Were Tyre's coastal suburbs (Ushu) fortified?

“Yes, after all…
  • Nebuchadnezzar had to siege Tyre 13 years

      Nebuchadnezzar sieged Tyre for thirteen years. This is relevant because Nebuchadnezzar was not sieging the island (he did not even have a navy). Consequently, he was sieging Tyre's coastal district, and it would not have taken thirteen years to capture it if it was not fortified.

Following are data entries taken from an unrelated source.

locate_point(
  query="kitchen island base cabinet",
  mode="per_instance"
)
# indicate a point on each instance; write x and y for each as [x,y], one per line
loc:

  • Joshua 19:29 refers to the walls of coastal Tyre

      It says in Joshua 19:29 -- “to Ramah and to the fortified city of Tyre.” This is relevant because this is a reference to Ushu (Tyre on the coast).1

      1. C. F. Keil & E. Delitzsche: “'The fortified town of Zor,' i.e., Tyre, is not the insular Tyre, but the town of Tyre, which was on the mainland, the present Sur, which is situated by the sea-coast, in a beautiful and fertile plain (see Ritter, Erdk. xvii. p. 320, and Movers, Phönizier, ii. 1, pp. 118ff.).” [Commentary on the Old Testament Vol IV: Joshua, Judges, Ruth (T & T Clark, ), 201.]. See also Marten H. Woudstra, The New International Commentary on the Old Testament: The Book of Joshua (Wm.B. Eerdmans, 1981), 289.
  • “No, after all…
  • Ashurbanipal did not mention any walls

      Ashburbanipal (King of Assyria, 668-626 B.C.) boasted of having destroyed Tyre, and yet did not mention any walls.1 This is relevant because we might have expected him to mention the destruction of walls if there were any.

      By way of response, however, few scholars have found this argument from silence persuasive―the consensus is that coastal Tyre was fortified. (See above). It is explainable several ways (for example, by the walls not being as noteworthy as those on the island.)

      1. Ashurbanipal (King of Assyria, 668-626 B.C.): “In my third campaign I marched against Baal, King of Tyre, who dwelt in the midst of the sea. Because he had not kept the word of my lordship nor heeded utterance of my lips, I erected against him siege-works and cut off his exit both by land and sea; their lives I made narrow and straitened; I caused them to submit to my yoke."; "On my return I captured Ushu, which is situated on the coast of the sea. The inhabitants of Ushu, who had not been obedient to their governers, who had not paid their tribute, I killed as the tribute of their land. Among the rebellious peoples I set my staff.” [George Aaron Barton, Archaeology and the Bible, 378.]